Anonymous posted on Thursday, June 30, 2005  10:27 am



I used Mplus with ML to estimate a path model without latent variables. In one model, I had only 1 DV and 5 IV's. The R^2 was .882. In a second model, I had this 1 DV and the same 5 IV's in addition to other variables in the model, some of which predicted two of the IV's mentioned above (with no additional predictors of the DV mentioned above). The R^2 for this same DV in the 2nd model was .802. Why the difference in R^2 for this one DV when exactly the same predictors were used to predict this DV in both models? The regression coefficients and standard errors relating to this one DV were identical in both models. 

BMuthen posted on Saturday, July 02, 2005  5:50 pm



The second model that you specify sounds like it is overidentified. This may make the estimated covariance matrix for the initial set of 5 iv's different than it was in the first model. You can see if this is the case by requesting RESIDUAL in the OUTPUT command for the second model and comparing it to the SAMPSTAT values for the five iv's in the first model. 

Anonymous posted on Thursday, September 15, 2005  12:22 pm



Linda, Where is the error term for each indicator in the Mplus output?

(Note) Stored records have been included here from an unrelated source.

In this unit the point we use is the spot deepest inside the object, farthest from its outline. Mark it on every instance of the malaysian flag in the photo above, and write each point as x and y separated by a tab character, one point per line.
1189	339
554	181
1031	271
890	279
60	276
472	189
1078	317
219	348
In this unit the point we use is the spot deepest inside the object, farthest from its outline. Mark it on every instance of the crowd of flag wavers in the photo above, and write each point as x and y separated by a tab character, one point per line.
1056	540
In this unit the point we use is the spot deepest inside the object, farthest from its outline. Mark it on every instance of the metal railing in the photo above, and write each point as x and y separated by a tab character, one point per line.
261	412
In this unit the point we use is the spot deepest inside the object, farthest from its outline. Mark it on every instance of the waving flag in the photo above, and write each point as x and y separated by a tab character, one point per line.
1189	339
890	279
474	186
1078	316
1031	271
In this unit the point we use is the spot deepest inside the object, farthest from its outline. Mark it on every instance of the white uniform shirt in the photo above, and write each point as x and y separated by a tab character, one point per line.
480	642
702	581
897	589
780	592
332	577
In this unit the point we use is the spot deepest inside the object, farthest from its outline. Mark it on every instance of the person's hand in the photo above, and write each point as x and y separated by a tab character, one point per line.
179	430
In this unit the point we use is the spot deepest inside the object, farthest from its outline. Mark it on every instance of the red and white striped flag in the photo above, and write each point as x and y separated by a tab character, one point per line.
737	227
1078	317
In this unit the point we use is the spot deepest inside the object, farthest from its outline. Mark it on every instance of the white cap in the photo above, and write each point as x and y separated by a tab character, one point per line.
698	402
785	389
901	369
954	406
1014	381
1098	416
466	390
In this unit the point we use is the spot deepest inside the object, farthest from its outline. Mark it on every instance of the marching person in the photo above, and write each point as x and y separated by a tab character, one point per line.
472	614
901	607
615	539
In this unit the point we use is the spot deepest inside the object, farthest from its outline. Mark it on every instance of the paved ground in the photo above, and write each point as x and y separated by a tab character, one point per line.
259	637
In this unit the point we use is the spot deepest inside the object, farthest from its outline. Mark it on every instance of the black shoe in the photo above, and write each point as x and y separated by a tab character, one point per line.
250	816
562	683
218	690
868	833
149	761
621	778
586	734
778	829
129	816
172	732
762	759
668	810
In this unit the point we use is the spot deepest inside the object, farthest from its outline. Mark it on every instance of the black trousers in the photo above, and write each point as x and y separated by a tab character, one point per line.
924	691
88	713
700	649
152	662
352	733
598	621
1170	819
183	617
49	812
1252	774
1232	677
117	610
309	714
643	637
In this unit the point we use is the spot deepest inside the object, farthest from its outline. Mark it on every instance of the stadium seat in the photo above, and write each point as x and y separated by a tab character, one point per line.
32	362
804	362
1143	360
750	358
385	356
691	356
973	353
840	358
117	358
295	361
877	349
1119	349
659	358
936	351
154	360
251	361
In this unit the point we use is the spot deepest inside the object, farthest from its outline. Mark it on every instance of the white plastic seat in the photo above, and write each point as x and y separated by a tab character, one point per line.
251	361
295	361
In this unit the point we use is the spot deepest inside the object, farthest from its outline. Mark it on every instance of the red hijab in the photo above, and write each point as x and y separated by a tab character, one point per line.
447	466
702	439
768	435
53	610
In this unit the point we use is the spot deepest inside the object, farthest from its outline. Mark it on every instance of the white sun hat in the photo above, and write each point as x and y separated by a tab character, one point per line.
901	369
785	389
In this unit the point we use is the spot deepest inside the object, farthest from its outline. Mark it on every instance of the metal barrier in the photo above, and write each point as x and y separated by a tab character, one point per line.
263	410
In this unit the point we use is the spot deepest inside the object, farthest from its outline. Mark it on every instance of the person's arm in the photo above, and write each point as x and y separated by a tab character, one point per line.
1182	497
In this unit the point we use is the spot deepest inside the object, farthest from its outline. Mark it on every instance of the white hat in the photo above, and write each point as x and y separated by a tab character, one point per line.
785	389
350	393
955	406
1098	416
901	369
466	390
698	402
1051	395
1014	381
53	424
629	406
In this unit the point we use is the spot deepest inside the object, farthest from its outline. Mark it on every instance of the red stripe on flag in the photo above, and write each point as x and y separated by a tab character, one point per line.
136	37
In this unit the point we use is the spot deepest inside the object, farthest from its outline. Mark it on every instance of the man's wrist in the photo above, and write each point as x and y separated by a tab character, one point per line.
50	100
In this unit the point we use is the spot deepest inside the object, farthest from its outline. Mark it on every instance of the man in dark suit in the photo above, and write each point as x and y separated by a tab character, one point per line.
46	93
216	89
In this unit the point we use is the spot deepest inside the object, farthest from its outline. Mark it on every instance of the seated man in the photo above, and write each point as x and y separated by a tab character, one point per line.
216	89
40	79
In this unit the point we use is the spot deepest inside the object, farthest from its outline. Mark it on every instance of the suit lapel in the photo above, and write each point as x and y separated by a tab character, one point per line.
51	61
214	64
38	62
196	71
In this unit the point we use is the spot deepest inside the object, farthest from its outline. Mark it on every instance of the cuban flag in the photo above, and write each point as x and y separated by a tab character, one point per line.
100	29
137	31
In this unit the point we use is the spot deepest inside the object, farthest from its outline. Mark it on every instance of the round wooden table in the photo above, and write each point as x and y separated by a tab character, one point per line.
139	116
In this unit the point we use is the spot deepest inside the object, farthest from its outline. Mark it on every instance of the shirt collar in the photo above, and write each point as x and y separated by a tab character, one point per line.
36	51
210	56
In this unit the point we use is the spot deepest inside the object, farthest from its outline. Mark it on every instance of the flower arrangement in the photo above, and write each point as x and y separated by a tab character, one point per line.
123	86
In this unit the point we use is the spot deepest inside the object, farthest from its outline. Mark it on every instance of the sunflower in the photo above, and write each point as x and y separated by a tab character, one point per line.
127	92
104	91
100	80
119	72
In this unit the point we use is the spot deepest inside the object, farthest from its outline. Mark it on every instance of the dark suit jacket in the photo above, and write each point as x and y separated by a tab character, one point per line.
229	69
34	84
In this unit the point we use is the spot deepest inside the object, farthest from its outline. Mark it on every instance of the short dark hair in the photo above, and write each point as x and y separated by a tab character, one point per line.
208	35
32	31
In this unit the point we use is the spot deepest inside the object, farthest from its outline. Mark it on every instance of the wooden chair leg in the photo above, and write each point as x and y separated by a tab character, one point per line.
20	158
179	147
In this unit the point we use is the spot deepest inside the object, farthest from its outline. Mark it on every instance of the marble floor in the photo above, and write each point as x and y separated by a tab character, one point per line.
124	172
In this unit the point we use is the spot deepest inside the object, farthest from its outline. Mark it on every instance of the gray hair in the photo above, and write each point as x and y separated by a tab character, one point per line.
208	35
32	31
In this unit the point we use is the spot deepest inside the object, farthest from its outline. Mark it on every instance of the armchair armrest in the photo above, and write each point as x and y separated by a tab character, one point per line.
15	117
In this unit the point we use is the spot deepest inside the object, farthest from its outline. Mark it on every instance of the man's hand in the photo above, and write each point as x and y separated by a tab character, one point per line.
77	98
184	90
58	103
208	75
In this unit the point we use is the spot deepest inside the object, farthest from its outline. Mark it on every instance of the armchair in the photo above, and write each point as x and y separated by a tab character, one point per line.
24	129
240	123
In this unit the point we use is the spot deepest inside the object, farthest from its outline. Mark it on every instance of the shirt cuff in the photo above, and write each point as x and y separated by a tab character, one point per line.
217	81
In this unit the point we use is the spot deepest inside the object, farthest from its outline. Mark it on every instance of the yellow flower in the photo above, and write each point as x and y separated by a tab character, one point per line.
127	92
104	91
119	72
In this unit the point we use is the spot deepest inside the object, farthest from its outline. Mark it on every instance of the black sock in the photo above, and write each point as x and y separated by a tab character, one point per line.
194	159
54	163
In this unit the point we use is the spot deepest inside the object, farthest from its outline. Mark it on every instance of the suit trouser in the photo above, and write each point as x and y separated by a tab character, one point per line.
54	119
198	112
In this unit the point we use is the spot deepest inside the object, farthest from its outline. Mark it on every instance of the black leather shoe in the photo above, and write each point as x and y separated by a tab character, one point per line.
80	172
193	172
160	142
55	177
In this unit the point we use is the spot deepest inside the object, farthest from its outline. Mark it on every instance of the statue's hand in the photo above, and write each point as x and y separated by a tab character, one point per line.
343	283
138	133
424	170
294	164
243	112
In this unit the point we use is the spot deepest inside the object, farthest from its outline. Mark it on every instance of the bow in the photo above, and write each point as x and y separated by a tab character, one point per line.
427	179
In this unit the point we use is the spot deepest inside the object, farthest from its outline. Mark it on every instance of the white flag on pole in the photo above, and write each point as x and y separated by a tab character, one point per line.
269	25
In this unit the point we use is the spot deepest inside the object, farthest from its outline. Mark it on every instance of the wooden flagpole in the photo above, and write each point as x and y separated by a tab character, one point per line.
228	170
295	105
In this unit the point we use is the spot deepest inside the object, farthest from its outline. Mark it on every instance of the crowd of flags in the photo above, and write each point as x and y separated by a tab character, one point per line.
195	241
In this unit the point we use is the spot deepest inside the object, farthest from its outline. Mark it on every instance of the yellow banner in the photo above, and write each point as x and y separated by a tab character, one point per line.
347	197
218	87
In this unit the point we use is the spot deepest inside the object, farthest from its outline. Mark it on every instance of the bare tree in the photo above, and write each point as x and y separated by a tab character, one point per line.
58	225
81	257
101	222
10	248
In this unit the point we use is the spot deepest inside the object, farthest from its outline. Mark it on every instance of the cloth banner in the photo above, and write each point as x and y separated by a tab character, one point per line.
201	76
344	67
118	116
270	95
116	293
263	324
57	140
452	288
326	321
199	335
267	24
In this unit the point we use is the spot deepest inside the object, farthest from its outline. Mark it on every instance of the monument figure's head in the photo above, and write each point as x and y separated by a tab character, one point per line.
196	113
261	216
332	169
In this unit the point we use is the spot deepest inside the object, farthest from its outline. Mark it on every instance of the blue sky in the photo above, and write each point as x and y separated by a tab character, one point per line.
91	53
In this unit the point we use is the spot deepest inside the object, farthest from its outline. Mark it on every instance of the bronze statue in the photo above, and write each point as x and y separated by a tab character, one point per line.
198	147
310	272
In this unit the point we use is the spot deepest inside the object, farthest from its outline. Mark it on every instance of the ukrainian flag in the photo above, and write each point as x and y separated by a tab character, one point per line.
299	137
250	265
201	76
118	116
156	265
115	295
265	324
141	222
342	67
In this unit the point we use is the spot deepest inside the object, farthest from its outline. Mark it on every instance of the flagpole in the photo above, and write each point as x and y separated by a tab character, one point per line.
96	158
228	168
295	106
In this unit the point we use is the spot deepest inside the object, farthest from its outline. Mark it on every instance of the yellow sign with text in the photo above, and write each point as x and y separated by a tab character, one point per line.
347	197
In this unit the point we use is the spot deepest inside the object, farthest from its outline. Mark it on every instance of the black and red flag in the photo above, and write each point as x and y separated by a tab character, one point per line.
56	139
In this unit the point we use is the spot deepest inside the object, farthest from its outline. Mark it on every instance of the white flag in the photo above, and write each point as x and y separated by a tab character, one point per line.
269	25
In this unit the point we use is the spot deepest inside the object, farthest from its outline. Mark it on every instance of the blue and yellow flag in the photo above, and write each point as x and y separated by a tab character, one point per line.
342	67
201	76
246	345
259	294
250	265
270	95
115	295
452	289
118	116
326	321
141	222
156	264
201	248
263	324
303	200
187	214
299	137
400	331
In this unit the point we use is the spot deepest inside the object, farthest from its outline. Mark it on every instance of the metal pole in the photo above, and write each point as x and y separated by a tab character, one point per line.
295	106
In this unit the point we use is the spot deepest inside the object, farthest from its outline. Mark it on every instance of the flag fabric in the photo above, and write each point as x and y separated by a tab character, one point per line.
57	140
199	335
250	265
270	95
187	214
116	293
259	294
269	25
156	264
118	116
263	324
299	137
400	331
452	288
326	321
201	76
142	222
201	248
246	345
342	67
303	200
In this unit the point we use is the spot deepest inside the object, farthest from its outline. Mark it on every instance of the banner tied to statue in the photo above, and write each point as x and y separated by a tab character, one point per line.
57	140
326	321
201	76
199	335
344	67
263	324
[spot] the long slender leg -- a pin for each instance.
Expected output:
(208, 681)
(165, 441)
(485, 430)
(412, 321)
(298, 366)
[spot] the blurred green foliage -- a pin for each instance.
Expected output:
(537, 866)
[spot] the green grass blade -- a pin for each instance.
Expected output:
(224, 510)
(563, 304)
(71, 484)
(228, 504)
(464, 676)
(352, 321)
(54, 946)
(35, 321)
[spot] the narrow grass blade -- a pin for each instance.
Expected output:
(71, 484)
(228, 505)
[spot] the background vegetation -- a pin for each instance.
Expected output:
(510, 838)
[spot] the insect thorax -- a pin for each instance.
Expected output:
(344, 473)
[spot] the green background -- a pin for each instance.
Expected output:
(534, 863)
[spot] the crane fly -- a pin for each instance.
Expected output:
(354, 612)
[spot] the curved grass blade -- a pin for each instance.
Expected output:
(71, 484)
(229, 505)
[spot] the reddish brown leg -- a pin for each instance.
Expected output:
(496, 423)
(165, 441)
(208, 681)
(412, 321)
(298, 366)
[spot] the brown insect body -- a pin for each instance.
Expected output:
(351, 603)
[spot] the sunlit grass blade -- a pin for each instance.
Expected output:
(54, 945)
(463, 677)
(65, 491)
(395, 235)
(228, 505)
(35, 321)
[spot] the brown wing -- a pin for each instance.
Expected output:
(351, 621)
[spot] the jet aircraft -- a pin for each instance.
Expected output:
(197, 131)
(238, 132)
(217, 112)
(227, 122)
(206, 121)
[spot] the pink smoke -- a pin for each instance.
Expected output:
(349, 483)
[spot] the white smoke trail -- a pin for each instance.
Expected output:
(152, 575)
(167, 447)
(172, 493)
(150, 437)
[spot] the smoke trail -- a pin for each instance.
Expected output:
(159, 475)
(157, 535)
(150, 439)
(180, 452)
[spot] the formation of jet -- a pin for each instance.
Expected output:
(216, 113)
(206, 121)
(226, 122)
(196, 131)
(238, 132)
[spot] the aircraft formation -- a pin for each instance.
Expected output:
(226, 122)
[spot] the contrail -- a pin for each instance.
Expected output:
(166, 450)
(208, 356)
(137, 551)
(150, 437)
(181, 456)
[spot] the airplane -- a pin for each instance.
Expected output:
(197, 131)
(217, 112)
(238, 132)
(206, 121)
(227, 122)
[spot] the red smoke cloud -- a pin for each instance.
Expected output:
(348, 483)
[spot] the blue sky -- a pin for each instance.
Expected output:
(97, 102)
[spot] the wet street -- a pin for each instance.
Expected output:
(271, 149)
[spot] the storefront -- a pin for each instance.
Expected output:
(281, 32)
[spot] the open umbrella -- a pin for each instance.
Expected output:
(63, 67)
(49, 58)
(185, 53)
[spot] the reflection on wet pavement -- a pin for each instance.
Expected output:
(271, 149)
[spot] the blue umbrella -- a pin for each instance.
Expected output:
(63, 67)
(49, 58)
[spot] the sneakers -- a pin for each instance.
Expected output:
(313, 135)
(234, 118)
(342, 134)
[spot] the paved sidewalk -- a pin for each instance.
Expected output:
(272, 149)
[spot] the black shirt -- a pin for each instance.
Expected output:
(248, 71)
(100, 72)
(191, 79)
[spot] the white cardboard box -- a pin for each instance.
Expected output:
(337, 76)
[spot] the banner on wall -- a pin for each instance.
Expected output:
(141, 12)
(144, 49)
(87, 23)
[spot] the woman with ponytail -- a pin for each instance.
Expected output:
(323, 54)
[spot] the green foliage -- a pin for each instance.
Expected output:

Is it the S.E. column? Thanks 


Under residual variances. The column S.E. contains the standard errors of the parameter estimates. 

yulan han posted on Tuesday, November 08, 2005  6:05 pm



Hi,Linda Could you tell me how to make the error terms of two variables correlated in Mplus? Thanks. 


y1 WITH y2; where y1 and y2 are dependent variables in the model. See the WITH command in the Mplus User's Guide. 

HWard posted on Friday, March 10, 2006  9:20 am



I am running models in which a dichotomous 'obesity' variable is the final dependent variable. obesity is regressed onto education, activity, diet, age, and smoking status, with indirect pathways running from education to obesity through activity,smoking, and diet. I have run seperate models for men and women, and found significant parameters associated with obesity for women only  however, the rsquare values for the obesity variable is often higher for men than for women. this doesn't make sense to me as none of the variables were significantly related to obesity among men. any thoughts on why this might be happening? education and activity are categorical, diet is a latent varialbe, age in continuous, and smoking is entered into the model as two dummy variables. 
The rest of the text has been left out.